2022 Fiscal Year Annual Research Report
多軌道モット絶縁体におけるスピンと軌道自由度から生じる多体効果の解析
Project/Area Number |
22J10620
|
Allocation Type | Single-year Grants |
Research Institution | Saitama University |
Principal Investigator |
岩崎 龍太 埼玉大学, 理工学研究科, 特別研究員(DC2)
|
Project Period (FY) |
2022-04-22 – 2024-03-31
|
Keywords | スピン軌道モット絶縁体 / 第一原理計算 / フラーレン化合物 / 平均場理論 / 古典モンテカルロ法 |
Outline of Annual Research Achievements |
本年度は研究開始時の計画を組み替え、フラーレン化合物の局在有効モデルに対する平均場解析と、任意のモット絶縁体に対する局在有効モデルによる解析枠組みの構築を並行して行った。前者については、フラーレン化合物における反強磁性的フント結合の値を系統的に変化させて局在有効モデルを構築した。そして構築したモデルを平均場近似の下で解析したところ、低温で生じる磁気・軌道秩序状態は、A15構造とfcc構造のモデルともにフント結合に対して頑強であることがわかった。またA15構造のモデルでは、(1,1,1)方向に異方性をもつ軌道秩序が準安定状態として生じることを明らかにした。 後者については、一般の多軌道モット絶縁体に適用可能な局在有効モデルを構築し、構築された有効モデルに対する平均場ソルバーと古典ソルバーを実装した。特に古典ソルバーについては、SU(N)コヒーレント状態を活用することで古典モンテカルロ法による解析を可能にした。そしてデモンストレーションとして5dパイロクロア酸化物のt2g電子に適用した。
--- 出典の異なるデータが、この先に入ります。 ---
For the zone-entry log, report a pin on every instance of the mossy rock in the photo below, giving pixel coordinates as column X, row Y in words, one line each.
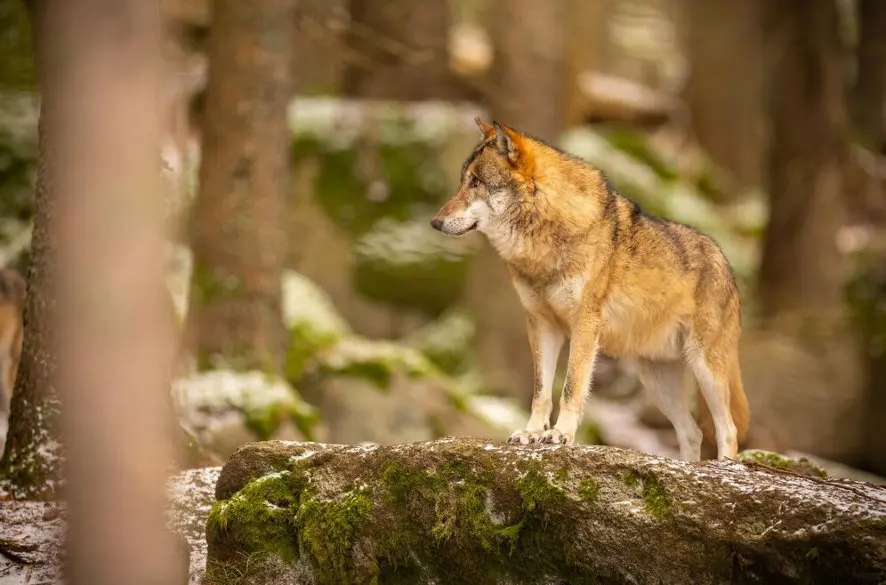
column 379, row 171
column 460, row 511
column 778, row 461
column 261, row 403
column 412, row 266
column 377, row 159
column 17, row 69
column 311, row 319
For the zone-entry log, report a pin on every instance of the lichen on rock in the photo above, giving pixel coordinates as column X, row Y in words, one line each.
column 797, row 465
column 469, row 511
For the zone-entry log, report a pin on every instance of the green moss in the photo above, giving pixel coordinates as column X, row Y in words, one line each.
column 537, row 491
column 328, row 530
column 588, row 489
column 656, row 500
column 447, row 341
column 312, row 321
column 257, row 519
column 409, row 265
column 235, row 572
column 770, row 459
column 453, row 518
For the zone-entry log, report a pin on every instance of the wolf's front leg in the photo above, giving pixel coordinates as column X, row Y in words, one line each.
column 546, row 342
column 579, row 372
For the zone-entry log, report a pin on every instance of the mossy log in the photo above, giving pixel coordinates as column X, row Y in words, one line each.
column 466, row 511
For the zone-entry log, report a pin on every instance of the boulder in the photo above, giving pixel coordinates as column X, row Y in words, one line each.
column 469, row 511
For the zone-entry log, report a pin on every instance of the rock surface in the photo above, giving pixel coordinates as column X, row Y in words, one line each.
column 467, row 511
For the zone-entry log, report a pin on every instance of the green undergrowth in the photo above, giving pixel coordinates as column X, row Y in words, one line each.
column 797, row 465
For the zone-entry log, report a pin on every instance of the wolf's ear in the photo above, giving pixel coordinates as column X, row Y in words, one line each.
column 506, row 142
column 487, row 130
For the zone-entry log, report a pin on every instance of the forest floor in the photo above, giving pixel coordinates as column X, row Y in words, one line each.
column 32, row 533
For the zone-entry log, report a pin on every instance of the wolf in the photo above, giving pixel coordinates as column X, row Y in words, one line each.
column 12, row 297
column 589, row 265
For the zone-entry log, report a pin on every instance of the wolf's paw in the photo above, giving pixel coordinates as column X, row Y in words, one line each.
column 524, row 437
column 556, row 437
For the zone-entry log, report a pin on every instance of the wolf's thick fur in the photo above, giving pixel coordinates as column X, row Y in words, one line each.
column 12, row 296
column 589, row 265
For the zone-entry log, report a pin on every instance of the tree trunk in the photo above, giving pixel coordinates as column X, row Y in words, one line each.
column 724, row 44
column 529, row 73
column 98, row 327
column 869, row 95
column 465, row 511
column 239, row 219
column 397, row 49
column 30, row 468
column 590, row 50
column 809, row 386
column 801, row 266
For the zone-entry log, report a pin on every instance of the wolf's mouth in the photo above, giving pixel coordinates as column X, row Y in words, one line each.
column 468, row 229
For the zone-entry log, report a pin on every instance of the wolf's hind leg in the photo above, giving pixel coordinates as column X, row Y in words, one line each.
column 664, row 382
column 713, row 381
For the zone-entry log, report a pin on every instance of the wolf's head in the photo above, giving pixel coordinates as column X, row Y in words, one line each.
column 498, row 173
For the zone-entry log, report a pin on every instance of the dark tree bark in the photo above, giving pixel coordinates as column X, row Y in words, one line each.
column 397, row 49
column 30, row 468
column 239, row 219
column 98, row 328
column 724, row 44
column 801, row 269
column 869, row 94
column 531, row 62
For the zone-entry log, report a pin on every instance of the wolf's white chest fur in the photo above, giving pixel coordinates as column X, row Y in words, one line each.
column 560, row 301
column 624, row 330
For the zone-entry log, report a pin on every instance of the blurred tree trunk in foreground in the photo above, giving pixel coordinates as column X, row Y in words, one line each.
column 30, row 468
column 98, row 286
column 870, row 87
column 868, row 291
column 238, row 229
column 724, row 43
column 802, row 371
column 397, row 49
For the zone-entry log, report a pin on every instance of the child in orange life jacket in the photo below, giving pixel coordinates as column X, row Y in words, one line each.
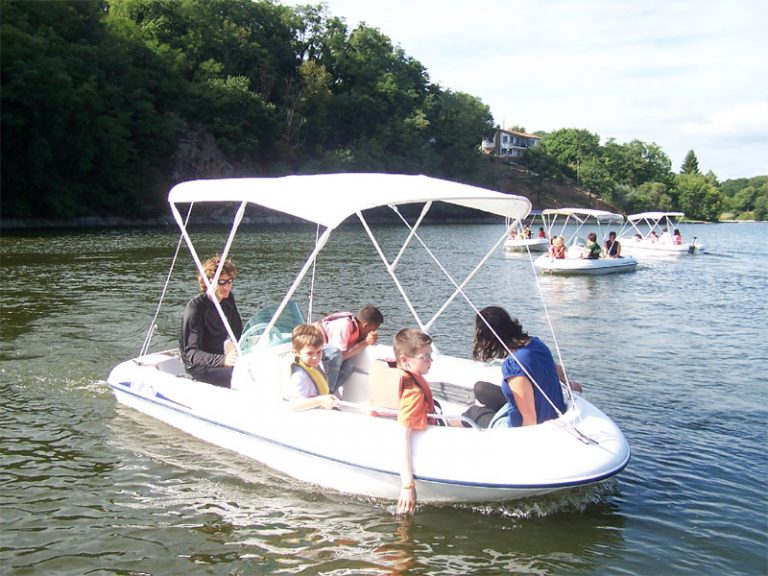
column 308, row 385
column 413, row 351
平均場解析の結果、低温で磁気秩序が発現し、その磁気構造がパイロクロア酸化物において典型的なものであることがわかった。古典解析の結果、その磁気秩序が空間ゆらぎの効果によって抑制されることがわかった。このような複雑な物質において合理的な解析結果が得られたことから、本枠組みは任意の多軌道系に対して即座に適用可能であると考えられる。
|
Current Status of Research Progress |
Current Status of Research Progress
2: Research has progressed on the whole more than it was originally planned.
Reason
本研究は、フラーレン化合物の新奇物性起源解明と、任意の多軌道モット絶縁体における解析枠組み構築の2つが軸である。そのうち後者に対応する、一般のモット絶縁体に適用可能な解析枠組みの構築が年度内に完了したため。なお、解析枠組み構築時に古典ソルバーを実装し、例として複雑な構造を持つパイロクロア酸化物への適用で、空間ゆらぎによる転移温度の抑制など、合理的な結果が得られている。よって、フラーレン化合物に対しても滞りなく適用可能と考えており、前者の内容における解析手法の構築が完了している。
|
Strategy for Future Research Activity |
構築した古典ソルバーをフラーレン化合物に対して適用し、先行研究における平均場解析結果と比較することで、フラーレン化合物の多電子状態に空間ゆらぎが与える効果の解明を目指す。 また、フラーレン化合物の強相関超伝導の起源解明のため、銅酸化物超伝導体において成功を収めているt-Jモデルに軌道自由度を導入する。現時点までに局所的なハミルトニアンのエネルギー構造の解析までが完了している。そのエネルギー構造をもとに構築したt-Jモデルを、平均場近似や変分モンテカルロ法により数値解析を行う。